# NB 05: Cross-Organism Module Alignment

Group modules from different organisms into conserved "module families"
using ortholog fingerprints.

Steps:
1. Extract BBH pairs from `ortholog` table
2. Build ortholog groups (OGs) via connected components
3. Convert each module → OG fingerprint
4. Cluster into module families by cosine similarity
5. Consensus annotations for families

**Part 1 (JupyterHub)**: Extract ortholog pairs.
**Part 2 (local)**: Build OGs and align modules.

In [1]:
import pandas as pd
import numpy as np
import networkx as nx
from pathlib import Path
from sklearn.metrics.pairwise import cosine_similarity
from scipy.cluster.hierarchy import linkage, fcluster
from scipy.spatial.distance import squareform

DATA_DIR = Path('../data')
MODULE_DIR = DATA_DIR / 'modules'
ORTHO_DIR = DATA_DIR / 'orthologs'
FAMILY_DIR = DATA_DIR / 'module_families'
ORTHO_DIR.mkdir(parents=True, exist_ok=True)
FAMILY_DIR.mkdir(parents=True, exist_ok=True)

pilots = pd.read_csv(DATA_DIR / 'pilot_organisms.csv')
pilot_ids = pilots['orgId'].tolist()
print(f"Pilot organisms: {pilot_ids}")

Pilot organisms: ['DvH', 'Btheta', 'Methanococcus_S2', 'psRCH2', 'Putida', 'Phaeo', 'Marino', 'pseudo3_N2E3', 'Koxy', 'Cola', 'WCS417', 'Caulo', 'SB2B', 'pseudo6_N2E2', 'Dino', 'pseudo5_N2C3_1', 'Miya', 'Pedo557', 'MR1', 'Keio', 'Korea', 'PV4', 'pseudo1_N1B4', 'acidovorax_3H11', 'SynE', 'Methanococcus_JJ', 'BFirm', 'Kang', 'ANA3', 'Cup4G11', 'pseudo13_GW456_L13', 'Ponti']

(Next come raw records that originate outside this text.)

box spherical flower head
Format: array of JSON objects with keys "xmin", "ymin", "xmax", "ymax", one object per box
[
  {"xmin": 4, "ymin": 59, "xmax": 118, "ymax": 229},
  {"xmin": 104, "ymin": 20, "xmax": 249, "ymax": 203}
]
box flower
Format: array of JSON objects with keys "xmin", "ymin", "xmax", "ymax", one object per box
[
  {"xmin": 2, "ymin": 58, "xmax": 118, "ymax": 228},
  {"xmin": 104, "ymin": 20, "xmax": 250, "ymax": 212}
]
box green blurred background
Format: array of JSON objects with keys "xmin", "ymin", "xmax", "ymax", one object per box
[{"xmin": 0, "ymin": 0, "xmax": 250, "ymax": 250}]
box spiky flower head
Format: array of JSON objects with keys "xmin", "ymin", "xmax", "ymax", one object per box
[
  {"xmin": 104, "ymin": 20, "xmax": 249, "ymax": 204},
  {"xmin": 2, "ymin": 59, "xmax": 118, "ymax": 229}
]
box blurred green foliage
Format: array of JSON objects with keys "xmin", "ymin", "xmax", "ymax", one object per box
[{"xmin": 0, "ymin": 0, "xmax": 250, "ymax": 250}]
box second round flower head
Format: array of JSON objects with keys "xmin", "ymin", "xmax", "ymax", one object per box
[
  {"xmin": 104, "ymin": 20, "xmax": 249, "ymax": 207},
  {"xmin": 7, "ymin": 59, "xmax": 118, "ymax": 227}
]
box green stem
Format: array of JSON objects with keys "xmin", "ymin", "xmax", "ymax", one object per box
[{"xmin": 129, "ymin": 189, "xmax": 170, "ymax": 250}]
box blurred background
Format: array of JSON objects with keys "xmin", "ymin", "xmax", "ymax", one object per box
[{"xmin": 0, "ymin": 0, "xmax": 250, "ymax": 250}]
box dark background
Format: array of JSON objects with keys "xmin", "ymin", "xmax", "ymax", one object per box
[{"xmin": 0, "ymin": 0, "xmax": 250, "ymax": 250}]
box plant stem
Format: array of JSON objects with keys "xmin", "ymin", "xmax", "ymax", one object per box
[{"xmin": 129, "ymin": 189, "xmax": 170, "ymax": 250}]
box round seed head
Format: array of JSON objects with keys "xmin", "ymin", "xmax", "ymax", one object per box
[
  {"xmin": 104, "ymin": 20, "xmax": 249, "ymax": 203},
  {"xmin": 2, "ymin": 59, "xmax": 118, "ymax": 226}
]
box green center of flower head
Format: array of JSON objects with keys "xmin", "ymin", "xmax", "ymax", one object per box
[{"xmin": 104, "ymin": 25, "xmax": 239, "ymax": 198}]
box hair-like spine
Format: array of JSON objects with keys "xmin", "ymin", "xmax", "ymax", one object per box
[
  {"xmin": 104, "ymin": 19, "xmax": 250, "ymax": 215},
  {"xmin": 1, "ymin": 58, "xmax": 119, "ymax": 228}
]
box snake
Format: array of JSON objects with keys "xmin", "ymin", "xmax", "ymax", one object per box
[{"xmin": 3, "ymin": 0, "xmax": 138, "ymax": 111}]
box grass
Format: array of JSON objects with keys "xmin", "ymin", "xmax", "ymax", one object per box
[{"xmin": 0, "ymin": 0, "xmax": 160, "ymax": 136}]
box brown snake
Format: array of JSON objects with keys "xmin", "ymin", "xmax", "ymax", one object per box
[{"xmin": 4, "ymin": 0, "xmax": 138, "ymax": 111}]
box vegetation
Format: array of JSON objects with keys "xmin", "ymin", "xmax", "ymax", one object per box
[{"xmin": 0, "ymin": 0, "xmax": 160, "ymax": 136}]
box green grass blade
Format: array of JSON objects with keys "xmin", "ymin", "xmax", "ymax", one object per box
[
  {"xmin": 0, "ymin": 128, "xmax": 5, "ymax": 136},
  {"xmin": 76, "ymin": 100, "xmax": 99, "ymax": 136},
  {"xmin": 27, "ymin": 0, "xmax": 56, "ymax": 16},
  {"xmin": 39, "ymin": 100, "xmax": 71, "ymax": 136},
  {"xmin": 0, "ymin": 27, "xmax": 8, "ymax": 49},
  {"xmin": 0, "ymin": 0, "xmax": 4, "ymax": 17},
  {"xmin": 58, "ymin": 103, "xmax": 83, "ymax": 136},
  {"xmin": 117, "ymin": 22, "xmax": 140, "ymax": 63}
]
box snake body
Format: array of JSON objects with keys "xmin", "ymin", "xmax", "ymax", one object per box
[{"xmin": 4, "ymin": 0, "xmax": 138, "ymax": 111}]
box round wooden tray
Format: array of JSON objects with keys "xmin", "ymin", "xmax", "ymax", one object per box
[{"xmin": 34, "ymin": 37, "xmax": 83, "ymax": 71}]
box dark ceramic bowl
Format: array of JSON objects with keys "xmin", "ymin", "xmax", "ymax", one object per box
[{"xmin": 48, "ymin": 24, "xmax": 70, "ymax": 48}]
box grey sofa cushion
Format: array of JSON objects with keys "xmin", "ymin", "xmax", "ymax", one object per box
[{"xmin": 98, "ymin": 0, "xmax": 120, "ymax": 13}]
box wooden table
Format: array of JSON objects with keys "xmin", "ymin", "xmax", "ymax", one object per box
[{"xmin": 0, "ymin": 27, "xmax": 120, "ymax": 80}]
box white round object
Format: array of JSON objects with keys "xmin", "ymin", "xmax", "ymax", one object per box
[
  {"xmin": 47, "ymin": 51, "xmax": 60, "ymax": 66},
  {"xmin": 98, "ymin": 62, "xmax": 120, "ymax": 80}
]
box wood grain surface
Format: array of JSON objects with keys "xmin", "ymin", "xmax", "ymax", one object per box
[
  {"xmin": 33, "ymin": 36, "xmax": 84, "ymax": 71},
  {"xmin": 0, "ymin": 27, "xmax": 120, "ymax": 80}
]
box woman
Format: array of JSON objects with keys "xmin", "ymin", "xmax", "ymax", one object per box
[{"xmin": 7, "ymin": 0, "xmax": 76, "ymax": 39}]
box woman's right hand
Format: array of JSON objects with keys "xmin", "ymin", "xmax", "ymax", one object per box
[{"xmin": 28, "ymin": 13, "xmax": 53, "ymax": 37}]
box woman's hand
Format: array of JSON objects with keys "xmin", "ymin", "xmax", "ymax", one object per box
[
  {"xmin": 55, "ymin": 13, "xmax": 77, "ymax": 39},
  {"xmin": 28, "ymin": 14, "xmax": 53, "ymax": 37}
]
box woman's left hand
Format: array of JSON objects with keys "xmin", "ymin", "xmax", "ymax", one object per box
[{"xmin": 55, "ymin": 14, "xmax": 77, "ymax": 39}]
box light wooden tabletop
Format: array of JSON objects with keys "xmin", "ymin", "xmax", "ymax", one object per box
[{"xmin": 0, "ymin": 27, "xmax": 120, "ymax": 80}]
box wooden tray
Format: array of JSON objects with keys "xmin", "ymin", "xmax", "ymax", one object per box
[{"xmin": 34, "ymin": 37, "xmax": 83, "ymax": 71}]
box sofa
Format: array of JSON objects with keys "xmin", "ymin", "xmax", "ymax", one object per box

## Part 1: Extract BBH Ortholog Pairs (Spark)

In [2]:
bbh_file = ORTHO_DIR / 'pilot_bbh_pairs.csv'

try:
    spark = get_spark_session()
    HAS_SPARK = True
    print(f"Spark version: {spark.version}")
except Exception:
    HAS_SPARK = False
    print("No Spark — using cached data")

if HAS_SPARK and not (bbh_file.exists() and bbh_file.stat().st_size > 0):
    # Build SQL filter for pilot organisms
    org_list = ", ".join([f"'{o}'" for o in pilot_ids])
    
    bbh = spark.sql(f"""
        SELECT orgId1, locusId1, orgId2, locusId2,
               CAST(ratio AS FLOAT) as ratio
        FROM kescience_fitnessbrowser.ortholog
        WHERE orgId1 IN ({org_list})
          AND orgId2 IN ({org_list})
    """).toPandas()
    bbh.to_csv(bbh_file, index=False)
    print(f"Extracted {len(bbh)} BBH pairs among pilot organisms")
else:
    bbh = pd.read_csv(bbh_file)
    print(f"Loaded {len(bbh)} cached BBH pairs")

Spark version: 4.0.1


Loaded 1148966 cached BBH pairs


## Part 2: Build Ortholog Groups

In [3]:
og_file = ORTHO_DIR / 'ortholog_groups.csv'

if og_file.exists() and og_file.stat().st_size > 0:
    og_df = pd.read_csv(og_file)
    print(f"CACHED: {og_df['OG_id'].nunique()} ortholog groups")
else:
    # Build graph: nodes = (orgId, locusId), edges = BBH pairs
    G = nx.Graph()
    for _, row in bbh.iterrows():
        n1 = f"{row['orgId1']}:{row['locusId1']}"
        n2 = f"{row['orgId2']}:{row['locusId2']}"
        G.add_edge(n1, n2, weight=row['ratio'])
    
    print(f"Graph: {G.number_of_nodes()} nodes, {G.number_of_edges()} edges")
    
    # Connected components = ortholog groups
    components = list(nx.connected_components(G))
    print(f"Ortholog groups: {len(components)}")
    
    og_records = []
    for og_id, comp in enumerate(components):
        for node in comp:
            org, locus = node.split(':', 1)
            og_records.append({'OG_id': f'OG{og_id:05d}', 'orgId': org, 'locusId': locus})
    
    og_df = pd.DataFrame(og_records)
    og_df.to_csv(og_file, index=False)
    print(f"Saved {len(og_df)} gene-OG assignments ({og_df['OG_id'].nunique()} OGs)")

# Summary
og_sizes = og_df.groupby('OG_id').size()
og_org_count = og_df.groupby('OG_id')['orgId'].nunique()
print(f"\nOG size: median={og_sizes.median():.0f}, max={og_sizes.max()}")
print(f"OGs spanning 2+ organisms: {(og_org_count >= 2).sum()}")
print(f"OGs spanning all {len(pilot_ids)} pilots: {(og_org_count >= len(pilot_ids)).sum()}")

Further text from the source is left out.